The 8th Ohio Cavalry Regiment was formed on January 4, 1864, from among members of the former 44th Ohio Infantry, under the command of Col. Samuel Augustus Gilbert. Organized and mustered into service in March 1864 at Camp Dennison in Cincinnati, it first served in West Virginia and was attached to 1st Brigade, 2nd Cavalry Division, Army of West Virginia. It saw considerable service during the Valley Campaigns of 1864 under Philip H. Sheridan, fighting in several key battles that led to the defeat of the Confederate Army of the Valley.

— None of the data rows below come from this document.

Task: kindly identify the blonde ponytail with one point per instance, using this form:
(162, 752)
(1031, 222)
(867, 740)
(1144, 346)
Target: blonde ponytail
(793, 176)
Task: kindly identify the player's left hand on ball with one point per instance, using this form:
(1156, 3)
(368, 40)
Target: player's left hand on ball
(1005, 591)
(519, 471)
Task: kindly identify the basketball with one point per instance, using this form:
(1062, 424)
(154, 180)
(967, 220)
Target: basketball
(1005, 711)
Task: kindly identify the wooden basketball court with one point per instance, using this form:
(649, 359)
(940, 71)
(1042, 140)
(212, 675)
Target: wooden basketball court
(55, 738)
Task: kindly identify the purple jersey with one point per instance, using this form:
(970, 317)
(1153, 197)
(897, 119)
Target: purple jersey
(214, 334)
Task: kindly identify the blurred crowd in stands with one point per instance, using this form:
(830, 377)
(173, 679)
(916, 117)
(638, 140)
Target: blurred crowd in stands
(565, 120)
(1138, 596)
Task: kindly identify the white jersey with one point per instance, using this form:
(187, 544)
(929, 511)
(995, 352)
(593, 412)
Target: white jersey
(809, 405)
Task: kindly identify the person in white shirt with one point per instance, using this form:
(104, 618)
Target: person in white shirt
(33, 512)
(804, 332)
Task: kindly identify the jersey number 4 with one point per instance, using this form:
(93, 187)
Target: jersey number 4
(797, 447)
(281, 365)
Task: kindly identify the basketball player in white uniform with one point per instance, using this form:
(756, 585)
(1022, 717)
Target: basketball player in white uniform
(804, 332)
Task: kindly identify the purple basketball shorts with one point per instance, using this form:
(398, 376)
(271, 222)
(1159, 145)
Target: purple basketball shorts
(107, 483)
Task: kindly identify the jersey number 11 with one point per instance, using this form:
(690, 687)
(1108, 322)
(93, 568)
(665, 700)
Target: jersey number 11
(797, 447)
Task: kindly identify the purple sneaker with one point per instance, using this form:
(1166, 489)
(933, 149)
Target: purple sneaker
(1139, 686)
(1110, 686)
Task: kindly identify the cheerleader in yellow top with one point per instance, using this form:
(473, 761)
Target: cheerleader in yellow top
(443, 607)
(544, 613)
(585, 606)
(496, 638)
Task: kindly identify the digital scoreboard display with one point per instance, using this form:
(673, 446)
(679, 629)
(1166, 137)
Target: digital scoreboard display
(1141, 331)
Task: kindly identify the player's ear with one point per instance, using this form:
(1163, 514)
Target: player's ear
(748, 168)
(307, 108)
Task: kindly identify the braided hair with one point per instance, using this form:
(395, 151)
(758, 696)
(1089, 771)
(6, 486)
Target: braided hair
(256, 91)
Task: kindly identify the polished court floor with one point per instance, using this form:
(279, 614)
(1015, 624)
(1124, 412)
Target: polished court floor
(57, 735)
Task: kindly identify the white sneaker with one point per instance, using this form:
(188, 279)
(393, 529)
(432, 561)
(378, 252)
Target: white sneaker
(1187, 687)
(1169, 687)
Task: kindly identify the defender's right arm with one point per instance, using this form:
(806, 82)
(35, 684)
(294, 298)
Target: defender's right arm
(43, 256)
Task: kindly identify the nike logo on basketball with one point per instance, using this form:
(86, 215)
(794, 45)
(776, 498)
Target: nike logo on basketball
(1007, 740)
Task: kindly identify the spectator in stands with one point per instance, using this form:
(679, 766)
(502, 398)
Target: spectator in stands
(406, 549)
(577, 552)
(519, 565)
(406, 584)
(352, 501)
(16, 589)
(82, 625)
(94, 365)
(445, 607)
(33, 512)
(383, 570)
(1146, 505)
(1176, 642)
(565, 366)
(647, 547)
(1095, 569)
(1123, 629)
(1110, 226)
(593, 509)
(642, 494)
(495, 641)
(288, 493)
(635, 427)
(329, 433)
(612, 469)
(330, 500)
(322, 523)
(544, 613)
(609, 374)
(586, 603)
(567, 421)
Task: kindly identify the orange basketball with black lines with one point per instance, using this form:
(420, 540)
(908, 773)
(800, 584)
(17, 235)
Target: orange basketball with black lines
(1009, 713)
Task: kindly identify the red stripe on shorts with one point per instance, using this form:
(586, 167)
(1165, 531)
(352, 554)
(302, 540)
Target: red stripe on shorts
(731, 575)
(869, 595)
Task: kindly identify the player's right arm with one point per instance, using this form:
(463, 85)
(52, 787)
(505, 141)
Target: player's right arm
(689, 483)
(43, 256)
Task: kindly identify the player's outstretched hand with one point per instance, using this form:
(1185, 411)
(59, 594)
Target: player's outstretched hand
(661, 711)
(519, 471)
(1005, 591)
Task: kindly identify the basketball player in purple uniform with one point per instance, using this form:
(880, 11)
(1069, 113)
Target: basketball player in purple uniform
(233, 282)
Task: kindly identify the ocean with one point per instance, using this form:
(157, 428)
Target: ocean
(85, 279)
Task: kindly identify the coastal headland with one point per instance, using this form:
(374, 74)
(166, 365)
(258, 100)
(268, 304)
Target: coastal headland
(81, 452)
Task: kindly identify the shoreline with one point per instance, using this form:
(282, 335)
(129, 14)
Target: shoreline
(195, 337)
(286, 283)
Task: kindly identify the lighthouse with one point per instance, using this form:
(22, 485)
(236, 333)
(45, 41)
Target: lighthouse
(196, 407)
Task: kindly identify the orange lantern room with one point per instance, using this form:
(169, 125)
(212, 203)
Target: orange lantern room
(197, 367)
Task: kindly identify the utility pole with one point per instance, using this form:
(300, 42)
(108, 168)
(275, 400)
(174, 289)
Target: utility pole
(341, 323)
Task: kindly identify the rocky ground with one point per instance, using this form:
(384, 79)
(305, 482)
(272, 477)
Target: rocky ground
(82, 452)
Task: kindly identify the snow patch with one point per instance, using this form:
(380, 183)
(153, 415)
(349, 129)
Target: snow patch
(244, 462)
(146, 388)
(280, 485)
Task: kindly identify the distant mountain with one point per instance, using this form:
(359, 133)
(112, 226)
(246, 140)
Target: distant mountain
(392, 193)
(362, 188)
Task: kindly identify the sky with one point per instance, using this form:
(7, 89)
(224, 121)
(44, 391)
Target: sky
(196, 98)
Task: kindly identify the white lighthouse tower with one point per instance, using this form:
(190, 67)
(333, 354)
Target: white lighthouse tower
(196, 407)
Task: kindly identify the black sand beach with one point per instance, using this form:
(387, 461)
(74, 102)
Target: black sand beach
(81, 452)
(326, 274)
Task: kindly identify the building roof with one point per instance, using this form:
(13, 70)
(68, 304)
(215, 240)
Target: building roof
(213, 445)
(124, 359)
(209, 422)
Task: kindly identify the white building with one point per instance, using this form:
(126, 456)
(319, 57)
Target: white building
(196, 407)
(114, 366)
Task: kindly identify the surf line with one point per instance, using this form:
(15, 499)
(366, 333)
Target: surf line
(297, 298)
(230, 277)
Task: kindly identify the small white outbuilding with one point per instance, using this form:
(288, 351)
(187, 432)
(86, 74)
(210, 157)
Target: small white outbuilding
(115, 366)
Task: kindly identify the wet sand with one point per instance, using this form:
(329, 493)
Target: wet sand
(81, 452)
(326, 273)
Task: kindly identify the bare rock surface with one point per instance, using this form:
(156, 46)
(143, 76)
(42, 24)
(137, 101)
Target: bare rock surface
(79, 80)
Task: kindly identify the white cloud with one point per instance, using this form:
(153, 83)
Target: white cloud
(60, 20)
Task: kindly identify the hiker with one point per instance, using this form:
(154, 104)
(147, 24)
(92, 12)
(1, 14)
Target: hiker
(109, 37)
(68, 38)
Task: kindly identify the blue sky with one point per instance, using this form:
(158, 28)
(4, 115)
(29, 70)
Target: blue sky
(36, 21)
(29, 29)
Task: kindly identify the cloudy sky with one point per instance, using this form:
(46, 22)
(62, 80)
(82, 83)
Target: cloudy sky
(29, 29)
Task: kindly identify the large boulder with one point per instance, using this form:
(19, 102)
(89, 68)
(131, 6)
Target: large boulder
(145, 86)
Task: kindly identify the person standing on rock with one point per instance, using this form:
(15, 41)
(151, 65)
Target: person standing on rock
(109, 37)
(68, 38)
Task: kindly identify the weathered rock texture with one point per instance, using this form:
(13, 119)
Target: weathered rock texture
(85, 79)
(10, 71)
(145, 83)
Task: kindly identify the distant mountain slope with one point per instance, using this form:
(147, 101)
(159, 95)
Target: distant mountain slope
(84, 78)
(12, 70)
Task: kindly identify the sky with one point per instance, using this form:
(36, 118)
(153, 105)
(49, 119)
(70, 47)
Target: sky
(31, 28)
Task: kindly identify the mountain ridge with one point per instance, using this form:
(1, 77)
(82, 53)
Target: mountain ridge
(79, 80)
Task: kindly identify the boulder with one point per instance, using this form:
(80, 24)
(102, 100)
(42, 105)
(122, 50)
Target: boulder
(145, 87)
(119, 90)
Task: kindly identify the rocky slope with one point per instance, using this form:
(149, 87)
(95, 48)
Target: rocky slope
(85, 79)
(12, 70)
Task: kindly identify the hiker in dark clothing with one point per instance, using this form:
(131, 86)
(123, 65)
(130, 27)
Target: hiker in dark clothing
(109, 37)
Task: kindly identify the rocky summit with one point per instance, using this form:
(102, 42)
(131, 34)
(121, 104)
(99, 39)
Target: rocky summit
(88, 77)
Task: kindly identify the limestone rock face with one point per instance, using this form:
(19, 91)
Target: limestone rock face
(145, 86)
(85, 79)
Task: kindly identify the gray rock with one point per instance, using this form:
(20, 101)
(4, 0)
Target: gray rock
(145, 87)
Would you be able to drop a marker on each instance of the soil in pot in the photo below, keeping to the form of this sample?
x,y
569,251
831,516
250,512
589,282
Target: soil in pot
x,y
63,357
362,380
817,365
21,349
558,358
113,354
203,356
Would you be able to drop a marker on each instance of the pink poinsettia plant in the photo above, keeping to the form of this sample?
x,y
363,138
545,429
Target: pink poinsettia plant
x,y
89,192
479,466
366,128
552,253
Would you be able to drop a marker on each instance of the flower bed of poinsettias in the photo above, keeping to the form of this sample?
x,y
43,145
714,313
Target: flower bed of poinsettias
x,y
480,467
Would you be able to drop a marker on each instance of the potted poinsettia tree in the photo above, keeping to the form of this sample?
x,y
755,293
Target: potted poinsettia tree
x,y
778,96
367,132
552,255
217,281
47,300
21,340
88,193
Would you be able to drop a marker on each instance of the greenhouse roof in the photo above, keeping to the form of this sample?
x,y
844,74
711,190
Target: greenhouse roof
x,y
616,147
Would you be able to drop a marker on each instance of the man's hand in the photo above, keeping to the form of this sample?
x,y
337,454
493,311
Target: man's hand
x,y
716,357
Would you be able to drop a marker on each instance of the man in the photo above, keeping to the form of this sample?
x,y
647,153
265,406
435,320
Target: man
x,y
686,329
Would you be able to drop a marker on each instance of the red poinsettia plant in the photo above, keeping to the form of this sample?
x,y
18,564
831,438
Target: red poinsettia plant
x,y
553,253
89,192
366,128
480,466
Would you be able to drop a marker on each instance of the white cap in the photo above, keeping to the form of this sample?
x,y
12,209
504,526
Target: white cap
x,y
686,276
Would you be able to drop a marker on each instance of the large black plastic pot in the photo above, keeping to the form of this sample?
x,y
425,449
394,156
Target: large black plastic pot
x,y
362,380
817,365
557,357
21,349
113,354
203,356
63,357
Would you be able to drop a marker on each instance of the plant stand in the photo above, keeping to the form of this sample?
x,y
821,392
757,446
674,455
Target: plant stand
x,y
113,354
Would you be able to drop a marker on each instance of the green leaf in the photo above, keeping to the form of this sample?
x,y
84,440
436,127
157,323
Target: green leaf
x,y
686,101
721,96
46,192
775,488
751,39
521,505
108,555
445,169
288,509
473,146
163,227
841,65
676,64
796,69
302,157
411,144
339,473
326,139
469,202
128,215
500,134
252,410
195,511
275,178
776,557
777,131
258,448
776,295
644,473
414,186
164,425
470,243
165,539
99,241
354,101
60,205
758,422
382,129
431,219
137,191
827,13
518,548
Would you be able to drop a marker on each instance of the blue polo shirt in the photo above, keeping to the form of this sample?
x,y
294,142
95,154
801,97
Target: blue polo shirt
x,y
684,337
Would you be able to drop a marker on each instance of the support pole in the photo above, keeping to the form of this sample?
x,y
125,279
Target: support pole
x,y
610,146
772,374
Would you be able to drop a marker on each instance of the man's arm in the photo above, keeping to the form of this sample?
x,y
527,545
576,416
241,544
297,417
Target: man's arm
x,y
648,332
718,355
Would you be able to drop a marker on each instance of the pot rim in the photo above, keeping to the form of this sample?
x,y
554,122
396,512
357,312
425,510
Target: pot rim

In a predawn raid on 3 Oct. 1864, Confederate Captain John McNeill led approximately 50 Confederate rangers against roughly 100 Union troopers of the 8th Ohio Cavalry Regiment guarding a Meems Bottom bridge at Mt. Jackson, Virginia, a strategic crossing of the Valley Turnpike over the North Fork of the Shenandoah River. The attack lasted just fifteen minutes with most of the detachment of the 8th Ohio Cavalry were captured but McNeill, one of the best-known and feared Confederate partisan raiders as leader of McNeill's Rangers, was mortally wounded. He was taken to a nearby house on Rude's Hill, where he was left for a period of time until his identity was subsequently discovered by Union General Sheridan's troops. He was secreted away from Rude's Hill by a small band of Confederates when the Federals had temporarily left, thinking he was too incapacitated to move and thus did not need a guard. McNeill was moved to Harrisonburg in Confederate hands, where he died on November 10

Most of the regiment was captured by the Confederates during an engagement at Beverly, West Virginia, on January 11, 1865, and those men were mustered out as prisoners of war in June 1865 and returned to Ohio. The remainder (4 companies that were on detached duty in Clarksburg, West Virginia) mustered out at the end of July.

During its term of service, the regiment (both as 44th Ohio Infantry and 8th Ohio Cavalry) lost 3 officers and 53 enlisted men killed and mortally wounded, and 1 officer and 113 enlisted men by disease (for a total of 210).